IFN-β Deficiency Results in Fatal or Demyelinating Disease in C57BL/6 Mice Infected With Theiler's Murine Encephalomyelitis Viruses.

机构信息

University of Veterinary Medicine Hannover, Foundation, Hannover, Germany.

Institute of Virology, Hannover Medical School, Hannover, Germany.

出版信息

Front Immunol. 2022 Feb 9;13:786940. doi: 10.3389/fimmu.2022.786940. eCollection 2022.

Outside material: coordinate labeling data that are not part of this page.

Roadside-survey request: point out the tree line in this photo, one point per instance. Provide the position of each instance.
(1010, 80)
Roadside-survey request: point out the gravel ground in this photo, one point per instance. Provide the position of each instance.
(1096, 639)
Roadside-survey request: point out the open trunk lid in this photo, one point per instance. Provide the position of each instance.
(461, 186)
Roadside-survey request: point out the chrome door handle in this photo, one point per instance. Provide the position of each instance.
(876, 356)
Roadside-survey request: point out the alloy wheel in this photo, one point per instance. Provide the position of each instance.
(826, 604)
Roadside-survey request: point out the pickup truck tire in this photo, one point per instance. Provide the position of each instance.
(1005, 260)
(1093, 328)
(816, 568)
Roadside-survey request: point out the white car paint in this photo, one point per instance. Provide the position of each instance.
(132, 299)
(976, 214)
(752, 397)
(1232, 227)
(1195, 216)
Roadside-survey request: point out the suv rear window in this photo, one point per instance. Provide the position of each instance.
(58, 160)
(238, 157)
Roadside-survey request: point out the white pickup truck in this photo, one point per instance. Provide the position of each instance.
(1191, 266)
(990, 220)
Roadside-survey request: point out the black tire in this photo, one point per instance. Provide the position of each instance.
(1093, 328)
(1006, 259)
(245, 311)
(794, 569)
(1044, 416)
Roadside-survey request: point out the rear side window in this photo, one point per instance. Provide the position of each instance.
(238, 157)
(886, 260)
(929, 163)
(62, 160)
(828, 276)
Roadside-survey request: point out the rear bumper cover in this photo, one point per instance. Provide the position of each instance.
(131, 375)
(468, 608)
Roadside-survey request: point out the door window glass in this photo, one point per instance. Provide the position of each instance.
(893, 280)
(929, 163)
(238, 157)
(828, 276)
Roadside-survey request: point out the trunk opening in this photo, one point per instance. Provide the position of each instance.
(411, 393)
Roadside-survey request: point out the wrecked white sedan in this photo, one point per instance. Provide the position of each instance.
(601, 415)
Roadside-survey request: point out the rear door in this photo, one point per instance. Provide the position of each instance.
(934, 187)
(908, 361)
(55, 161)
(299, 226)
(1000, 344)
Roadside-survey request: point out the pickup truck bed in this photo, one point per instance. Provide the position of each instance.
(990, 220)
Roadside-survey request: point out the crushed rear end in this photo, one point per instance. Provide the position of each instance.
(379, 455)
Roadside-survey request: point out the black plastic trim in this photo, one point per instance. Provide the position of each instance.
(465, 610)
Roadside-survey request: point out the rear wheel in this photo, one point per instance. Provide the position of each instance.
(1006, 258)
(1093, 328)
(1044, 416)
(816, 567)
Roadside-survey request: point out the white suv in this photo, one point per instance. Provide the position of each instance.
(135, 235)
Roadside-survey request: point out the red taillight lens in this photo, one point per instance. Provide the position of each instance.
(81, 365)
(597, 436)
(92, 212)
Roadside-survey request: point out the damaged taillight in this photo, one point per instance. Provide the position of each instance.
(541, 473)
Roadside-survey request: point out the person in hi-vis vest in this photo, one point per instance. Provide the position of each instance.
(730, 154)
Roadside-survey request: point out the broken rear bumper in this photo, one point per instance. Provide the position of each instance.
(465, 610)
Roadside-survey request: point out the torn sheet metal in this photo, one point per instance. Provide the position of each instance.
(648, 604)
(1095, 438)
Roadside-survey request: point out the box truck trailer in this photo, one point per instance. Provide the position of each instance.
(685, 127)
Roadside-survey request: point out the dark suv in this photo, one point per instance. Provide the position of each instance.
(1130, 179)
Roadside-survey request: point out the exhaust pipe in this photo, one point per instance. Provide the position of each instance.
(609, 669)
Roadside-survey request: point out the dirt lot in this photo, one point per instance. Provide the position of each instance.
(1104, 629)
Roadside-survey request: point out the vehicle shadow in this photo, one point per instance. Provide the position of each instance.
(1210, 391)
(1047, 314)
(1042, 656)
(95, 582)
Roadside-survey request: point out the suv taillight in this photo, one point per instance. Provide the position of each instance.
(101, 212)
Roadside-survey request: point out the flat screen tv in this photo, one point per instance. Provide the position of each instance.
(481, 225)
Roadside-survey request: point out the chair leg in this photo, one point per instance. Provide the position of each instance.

DOI:10.3389/fimmu.2022.786940
PMID:35222374
原文链接:https://pmc.ncbi.nlm.nih.gov/articles/PMC8864290/
Abstract

(IFN-I) are important inducers of the antiviral immune response and immune modulators. IFN-β is the most highly expressed IFN-I in the (CNS). The infection of SJL mice with the BeAn or the DA strain of (TMEV) results in a progressive demyelinating disease. C57BL/6 mice are usually resistant to TMEV-induced demyelination and eliminate these strains from the CNS within several weeks. Using C57BL/6 (IFN-β) mice infected with TMEV, we evaluated the role of IFN-β in neuroinfection. Despite the resistance of C57BL/6 (WT) mice to TMEV infection, DA-infected IFN-β mice had to be killed at 7 to 8 (dpi) due to severe clinical disease. In contrast, BeAn-infected IFN-β mice survived until 98 dpi. Nevertheless at 14 dpi, BeAn-infected IFN-β mice showed a stronger encephalitis and astrogliosis, higher viral load as well as higher mRNA levels of , (PKR), , , , and in the cerebrum than BeAn-infected WT mice. Moreover, the majority of IFN-β mice did not clear the virus from the CNS and developed mild demyelination in the spinal cord at 98 dpi, whereas virus and lesions were absent in the spinal cord of WT mice. Persistently infected IFN-β mice also had higher , , , , and mRNA levels in the spinal cord at 98 dpi than their virus-negative counterparts indicating an activation of IFN-I signaling and ongoing inflammation. Most importantly, BeAn-infected NesCre IFN-β mice, which do not express IFN-β in neurons, astrocytes and oligodendrocytes, only developed mild brain lesions similar to WT mice. Consequently, IFN-β produced by neuroectodermal cells does not seem to play a critical role in the resistance of C57BL/6 mice against fatal and demyelinating disease induced by TMEV strains.

摘要

(IFN-I) 是抗病毒免疫反应和免疫调节剂的重要诱导剂。IFN-β 是中枢神经系统 (CNS) 中表达最高的 IFN-I。SJL 小鼠感染 BeAn 或 DA 株 (TMEV) 会导致进行性脱髓鞘疾病。C57BL/6 小鼠通常对 TMEV 诱导的脱髓鞘具有抗性,并在数周内从 CNS 中消除这些毒株。使用感染 TMEV 的 C57BL/6 (IFN-β) 小鼠,我们评估了 IFN-β 在神经感染中的作用。尽管 C57BL/6 (WT) 小鼠对 TMEV 感染具有抗性,但由于严重的临床疾病,DA 感染的 IFN-β 小鼠必须在 7 至 8dpi 时被杀死。相比之下,BeAn 感染的 IFN-β 小鼠存活到 98dpi。然而,在 14dpi 时,BeAn 感染的 IFN-β 小鼠表现出更强的脑炎和星形胶质增生、更高的病毒载量以及更高的 、 、 、 、 和 在大脑中的 mRNA 水平比 BeAn 感染的 WT 小鼠高。此外,大多数 IFN-β 小鼠未能从 CNS 中清除病毒,并在 98dpi 时在脊髓中出现轻度脱髓鞘,而 WT 小鼠的脊髓中没有病毒和病变。持续性感染的 IFN-β 小鼠在 98dpi 时脊髓中的 、 、 、 、 和 mRNA 水平也高于其病毒阴性对照,表明 IFN-I 信号的激活和持续的炎症。最重要的是,不表达神经元、星形胶质细胞和少突胶质细胞中 IFN-β 的 BeAn 感染 NesCre IFN-β 小鼠仅表现出类似于 WT 小鼠的轻度脑损伤。因此,神经外胚层细胞产生的 IFN-β 似乎在 C57BL/6 小鼠抵抗 TMEV 株引起的致命和脱髓鞘疾病中不起关键作用。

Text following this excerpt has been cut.